Com o novo Tratdo
Acabaram- -se os álibis dos líderes europeus
Está feito. "Porreiro, pá!" O Tratado vai ser assinado em Lisboa. Os europeus não vão votar. Os equívocos estão desfeitos e até os polacos ficaram bem na fotografia. Mas falta o essencial: lembrar-se que os cidadãos querem actos, não palavras
AEuropa tem o seu novo tratado. Sócrates (e nós todos, supõe-se) passamos a ter o "Tratado de Lisboa". Os líderes europeus venceram todos. Dos gémeos polacos ao Presidente francês, a quem a imprensa de Paris atribuía a paternidade da solução de compromisso. Até o encabulado Gordon Brown, que enfrenta uma feroz oposição caseira à ratificação do acordo sem referendo, garante que ganhou.
Estamos pois todos felizes.
De certa forma, estamos: a partir de ontem, graças a este acordo, acabaram-se os álibis. Se a Europa necessitava de forçar a barra ao ponto de, sigilosamente, os seus líderes terem negociado em Berlim que um novo Tratado não seria submetido a qualquer referendo (com a excepção irlandesa, por razões constitucionais mas que nunca atrapalhará), então é altura de os cidadãos lhes exigirem o que prometeram. Em primeiro lugar, uma economia mais eficiente e competitiva.

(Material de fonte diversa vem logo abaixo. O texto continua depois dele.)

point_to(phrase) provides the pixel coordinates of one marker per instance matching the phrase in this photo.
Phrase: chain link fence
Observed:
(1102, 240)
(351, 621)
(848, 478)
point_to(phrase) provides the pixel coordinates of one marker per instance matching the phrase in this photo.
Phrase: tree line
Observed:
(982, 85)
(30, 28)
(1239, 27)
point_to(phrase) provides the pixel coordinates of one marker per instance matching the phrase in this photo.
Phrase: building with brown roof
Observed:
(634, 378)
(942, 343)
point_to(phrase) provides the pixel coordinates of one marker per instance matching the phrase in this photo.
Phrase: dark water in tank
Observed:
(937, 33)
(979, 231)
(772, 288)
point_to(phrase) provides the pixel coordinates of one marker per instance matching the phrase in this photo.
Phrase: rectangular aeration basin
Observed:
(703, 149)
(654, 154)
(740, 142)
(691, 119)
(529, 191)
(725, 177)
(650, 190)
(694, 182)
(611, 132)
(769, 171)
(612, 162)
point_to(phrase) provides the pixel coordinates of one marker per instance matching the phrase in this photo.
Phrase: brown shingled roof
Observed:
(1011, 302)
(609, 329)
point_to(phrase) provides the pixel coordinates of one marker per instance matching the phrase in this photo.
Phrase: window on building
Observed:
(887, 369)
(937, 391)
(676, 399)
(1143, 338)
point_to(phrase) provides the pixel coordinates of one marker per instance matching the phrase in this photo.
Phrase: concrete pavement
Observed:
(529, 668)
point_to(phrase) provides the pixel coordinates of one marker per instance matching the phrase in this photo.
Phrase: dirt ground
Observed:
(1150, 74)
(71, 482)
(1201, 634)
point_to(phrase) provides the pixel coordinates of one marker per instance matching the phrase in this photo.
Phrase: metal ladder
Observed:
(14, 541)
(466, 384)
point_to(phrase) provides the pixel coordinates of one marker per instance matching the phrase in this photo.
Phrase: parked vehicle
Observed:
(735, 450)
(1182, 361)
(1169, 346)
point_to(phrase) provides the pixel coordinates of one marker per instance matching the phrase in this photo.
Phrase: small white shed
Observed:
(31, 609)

Em segundo lugar, uma voz no palco do mundo.
Veremos se isso vai acontecer, mas é de crer que, após o fracasso clamoroso (e inevitável, reconheça-se) da utópica "estratégia de Lisboa", as novas soluções emperrem onde costumam emperrar: na má vontade dos cidadãos. Na sua oposição a políticas que têm dificuldade em compreender e que os seus líderes, de forma cobarde, lhes apresentam muitas vezes como resultantes do "diktat" de Bruxelas e não da vontade própria.
Mais: no domínio da política externa, essencial para que a Europa deixe de ser o "anão político" de que falam os seus defensores mais entusiastas, nada de verdadeiramente substancial mudou. Talvez passe a haver o tal número de telefone para Kissinger telefonar quando quiser conhecer a posição da União, mas é pouco provável que toque muitas vezes. Ontem de manhã, aos microfones da Renascença, Loureiro dos Santos referia que nada podia mudar para melhor enquanto os países europeus não entenderem que têm de investir mais nas suas Forças Armadas. Nada indica que tal aconteça e os opting-outs do Reino Unido mostram que único exército europeu preparado para missões difíceis continuará a seguir o que em Londres se considerar prioritário, não o que for decidido em Bruxelas.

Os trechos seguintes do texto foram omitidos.